The good news is that helpful therapies are available. Cooke is getting relief from one of the newest, developed by Neuromonics Inc. of Bethlehem, Pa. A portable, customized audio player, combined with counseling and monitoring by an audiologist, aims to retrain the brain to filter out the noxious stimulation.

"I can still hear it, but it doesn't bother me anymore," Cooke said last month at Thomas Jefferson University Hospital's Balance and Hearing Center.

Audiologist Elizabeth Gray smiled and said, "Your brain is changing its perception."

Tinnitus - from the Latin word tinnire, meaning "to ring" - plagued Van Gogh, Beethoven, Oscar Wilde, and more recently Rosalynn Carter, David Letterman, and William Shatner, to name a few.
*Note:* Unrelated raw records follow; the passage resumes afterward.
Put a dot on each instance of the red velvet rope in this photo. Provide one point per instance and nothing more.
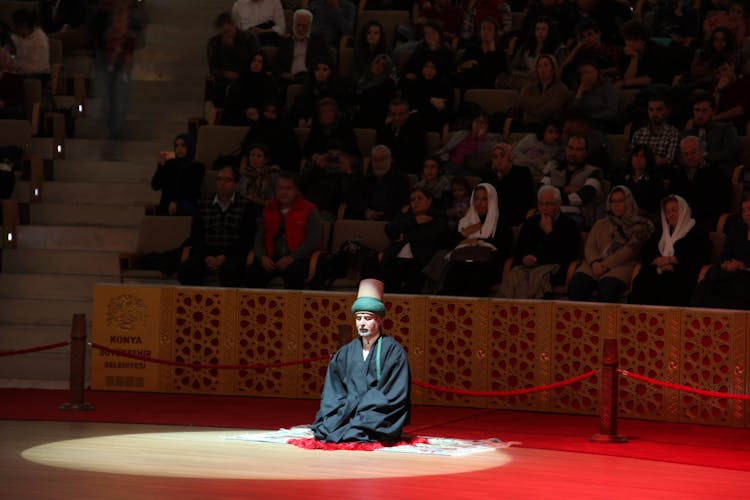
(684, 388)
(515, 392)
(197, 366)
(34, 349)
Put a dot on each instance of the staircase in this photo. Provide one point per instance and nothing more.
(92, 207)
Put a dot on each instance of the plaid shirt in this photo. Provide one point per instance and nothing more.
(662, 143)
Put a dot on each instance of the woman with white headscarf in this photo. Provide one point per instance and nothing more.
(672, 259)
(613, 248)
(475, 263)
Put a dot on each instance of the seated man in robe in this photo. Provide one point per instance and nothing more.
(366, 396)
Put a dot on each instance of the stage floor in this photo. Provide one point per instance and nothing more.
(61, 460)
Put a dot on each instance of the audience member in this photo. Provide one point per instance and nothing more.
(297, 54)
(221, 234)
(538, 148)
(476, 262)
(179, 178)
(263, 18)
(672, 259)
(662, 138)
(544, 98)
(467, 151)
(580, 184)
(726, 284)
(289, 231)
(246, 94)
(385, 190)
(612, 250)
(706, 187)
(513, 183)
(257, 176)
(548, 242)
(229, 54)
(404, 134)
(373, 92)
(415, 237)
(333, 19)
(718, 139)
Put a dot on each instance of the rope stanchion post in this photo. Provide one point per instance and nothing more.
(608, 396)
(77, 366)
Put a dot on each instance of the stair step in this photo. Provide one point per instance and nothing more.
(42, 311)
(78, 238)
(104, 171)
(50, 286)
(43, 261)
(60, 214)
(103, 193)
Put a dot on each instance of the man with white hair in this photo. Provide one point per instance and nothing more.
(385, 190)
(367, 391)
(264, 18)
(297, 54)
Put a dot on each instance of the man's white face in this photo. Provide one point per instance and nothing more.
(367, 323)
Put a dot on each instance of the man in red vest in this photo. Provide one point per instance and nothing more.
(289, 231)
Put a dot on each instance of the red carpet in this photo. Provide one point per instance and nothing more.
(681, 443)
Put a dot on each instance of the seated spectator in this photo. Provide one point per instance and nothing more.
(221, 234)
(542, 40)
(597, 98)
(371, 42)
(467, 151)
(580, 184)
(589, 47)
(733, 19)
(262, 18)
(289, 231)
(483, 64)
(31, 44)
(320, 84)
(538, 148)
(662, 138)
(513, 183)
(612, 250)
(433, 44)
(431, 95)
(476, 262)
(718, 48)
(415, 237)
(373, 92)
(458, 203)
(548, 242)
(404, 134)
(246, 94)
(725, 285)
(384, 192)
(672, 259)
(479, 10)
(641, 177)
(676, 21)
(732, 95)
(12, 89)
(333, 19)
(544, 98)
(277, 134)
(706, 188)
(718, 139)
(229, 55)
(296, 54)
(179, 178)
(257, 176)
(434, 181)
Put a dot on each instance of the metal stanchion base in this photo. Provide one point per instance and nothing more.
(608, 438)
(76, 407)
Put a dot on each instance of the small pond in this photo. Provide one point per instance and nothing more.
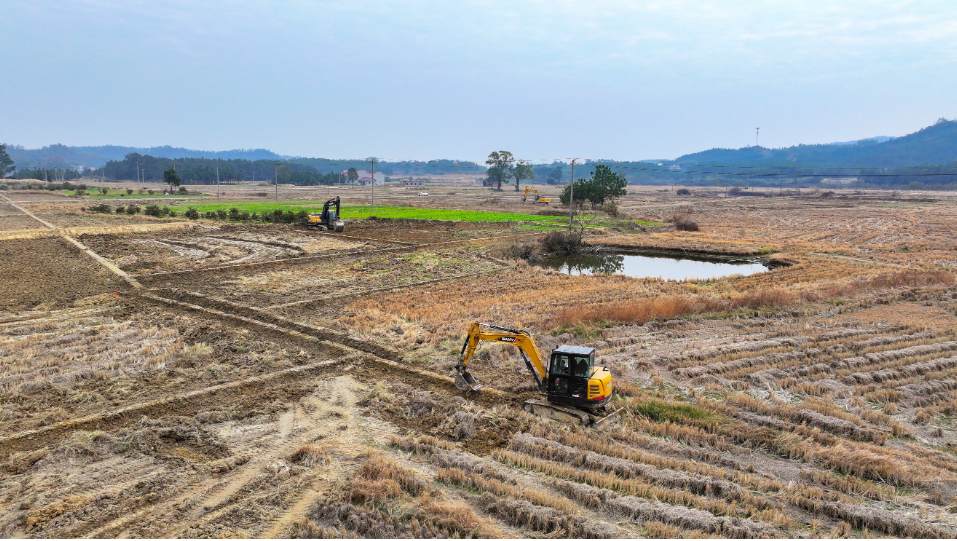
(666, 267)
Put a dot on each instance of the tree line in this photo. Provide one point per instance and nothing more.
(204, 171)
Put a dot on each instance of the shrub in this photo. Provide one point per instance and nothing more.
(527, 252)
(310, 455)
(560, 242)
(686, 224)
(102, 207)
(611, 208)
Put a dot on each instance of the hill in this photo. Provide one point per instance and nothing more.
(933, 145)
(96, 156)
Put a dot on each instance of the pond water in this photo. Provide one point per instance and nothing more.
(650, 266)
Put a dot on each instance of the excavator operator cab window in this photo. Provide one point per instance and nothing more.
(561, 364)
(583, 365)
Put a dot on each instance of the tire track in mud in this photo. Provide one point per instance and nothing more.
(308, 420)
(159, 278)
(82, 247)
(185, 404)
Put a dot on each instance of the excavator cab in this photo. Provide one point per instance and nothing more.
(569, 371)
(328, 219)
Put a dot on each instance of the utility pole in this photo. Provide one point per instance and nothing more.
(372, 161)
(571, 198)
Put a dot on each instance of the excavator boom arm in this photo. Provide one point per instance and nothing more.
(480, 332)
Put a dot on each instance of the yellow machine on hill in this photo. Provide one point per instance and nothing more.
(569, 379)
(537, 196)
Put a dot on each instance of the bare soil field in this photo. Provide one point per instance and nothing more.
(48, 273)
(203, 246)
(270, 381)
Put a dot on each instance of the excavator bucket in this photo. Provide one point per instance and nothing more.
(464, 380)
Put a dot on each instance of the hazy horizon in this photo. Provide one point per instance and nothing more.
(426, 80)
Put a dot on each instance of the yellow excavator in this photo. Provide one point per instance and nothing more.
(537, 196)
(569, 379)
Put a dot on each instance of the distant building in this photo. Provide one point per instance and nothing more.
(364, 177)
(839, 180)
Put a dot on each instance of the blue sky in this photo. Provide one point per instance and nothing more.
(432, 79)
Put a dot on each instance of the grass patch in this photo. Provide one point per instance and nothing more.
(121, 194)
(358, 212)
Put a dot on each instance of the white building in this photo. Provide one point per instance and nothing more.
(364, 177)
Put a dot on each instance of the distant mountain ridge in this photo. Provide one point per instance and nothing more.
(96, 156)
(933, 145)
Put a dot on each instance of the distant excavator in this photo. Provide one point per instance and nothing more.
(570, 379)
(537, 196)
(328, 219)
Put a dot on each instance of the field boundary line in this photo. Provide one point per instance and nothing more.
(69, 312)
(48, 225)
(366, 348)
(290, 261)
(105, 262)
(389, 289)
(222, 309)
(82, 247)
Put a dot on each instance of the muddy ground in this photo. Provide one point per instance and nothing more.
(44, 274)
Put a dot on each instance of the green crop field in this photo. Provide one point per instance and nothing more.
(357, 212)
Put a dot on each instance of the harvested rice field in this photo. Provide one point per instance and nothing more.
(209, 378)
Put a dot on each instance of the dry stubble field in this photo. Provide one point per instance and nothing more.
(270, 381)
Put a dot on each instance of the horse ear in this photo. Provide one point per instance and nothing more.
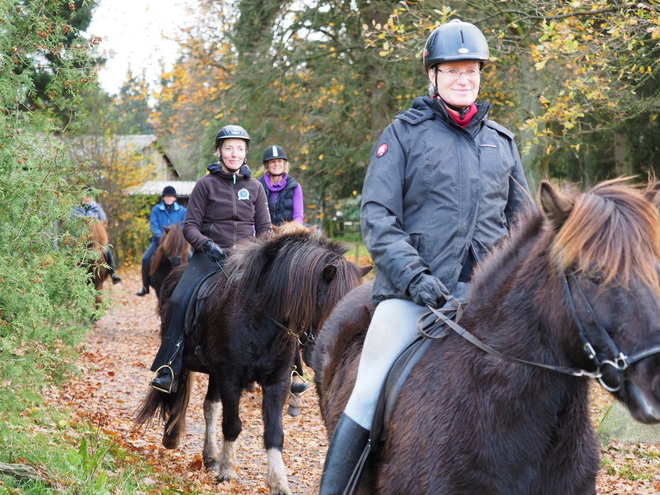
(556, 206)
(329, 272)
(365, 269)
(652, 194)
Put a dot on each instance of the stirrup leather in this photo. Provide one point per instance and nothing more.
(295, 373)
(167, 368)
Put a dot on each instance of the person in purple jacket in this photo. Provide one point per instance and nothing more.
(285, 199)
(285, 203)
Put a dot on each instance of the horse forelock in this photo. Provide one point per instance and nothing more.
(612, 231)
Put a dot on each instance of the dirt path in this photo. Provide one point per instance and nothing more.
(114, 377)
(115, 374)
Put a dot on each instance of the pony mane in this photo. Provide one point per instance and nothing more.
(172, 242)
(281, 268)
(99, 234)
(612, 231)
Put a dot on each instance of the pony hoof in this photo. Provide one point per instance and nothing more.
(221, 478)
(170, 443)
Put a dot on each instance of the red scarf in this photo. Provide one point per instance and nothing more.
(463, 122)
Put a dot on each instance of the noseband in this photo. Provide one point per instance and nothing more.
(620, 362)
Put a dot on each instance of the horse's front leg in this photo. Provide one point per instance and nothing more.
(211, 453)
(274, 397)
(231, 427)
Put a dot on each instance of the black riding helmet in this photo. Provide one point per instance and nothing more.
(274, 152)
(455, 41)
(232, 132)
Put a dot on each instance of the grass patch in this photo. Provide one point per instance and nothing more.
(70, 456)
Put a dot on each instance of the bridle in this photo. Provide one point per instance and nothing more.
(450, 314)
(304, 337)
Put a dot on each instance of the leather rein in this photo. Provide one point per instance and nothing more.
(450, 315)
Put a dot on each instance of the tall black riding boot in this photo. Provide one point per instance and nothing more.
(348, 445)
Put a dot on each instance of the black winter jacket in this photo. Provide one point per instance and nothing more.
(433, 191)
In many cases, including Cooke's, tinnitus accompanies hearing loss, a fairly inescapable part of aging. But it can also be triggered by head injury, ear infections, jaw dysfunction, medicines ranging from chemotherapy to aspirin, and a bane of modern society: loud noise.

Tinnitus has become an active area of research over the last 20 years, yet scientists cannot completely explain the phenomenon. One theory is that the inner ear's sound-receiving cells become injured, so they can't properly send signals to the auditory nerves.

In any case, tinnitus - like pain - is highly subjective. The pitch, loudness, frequency, and type of sound vary from patient to patient.

Many treatments have been tried, including certain drugs, herbal supplements, lasers, electromagnetic waves, hyperbaric oxygen, acupuncture, biofeedback, hypnosis, hearing aids, relaxation exercises, and sound-masking devices.

Because the evidence of effectiveness is sketchy, health insurers generally will not cover treatment - and quack remedies abound.

"I went into Google and searched 'tinnitus treatment' and got a billion hits," said Tom Willcox, an ear, nose, and throat doctor and director of the Jefferson hearing center.

One time-honored area of research exploits the brain's amazing ability to focus on new or significant sounds, while ignoring unimportant ones.

Initially, this led to portable or bedside devices that basically "blotted out tinnitus with another sound," said fellow otolaryngologist William H. Martin, who heads the renowned tinnitus research program at Oregon Health & Science University.

"Sometimes you can introduce sound in one ear and treat tinnitus in the other ear. Go figure that," said Martin, who previously directed Temple University's Garfield Auditory Research Laboratory. "And you can use low-frequency sound, like an ocean sound, to mask high-frequency tinnitus."

Masking therapy has evolved to use low-level, broadband sound that competes with - rather than overrides - the tinnitus. The goal is to retrain the brain to ignore the disruptive noise, the same way it stops noticing highway traffic or the neighbor's barking dog.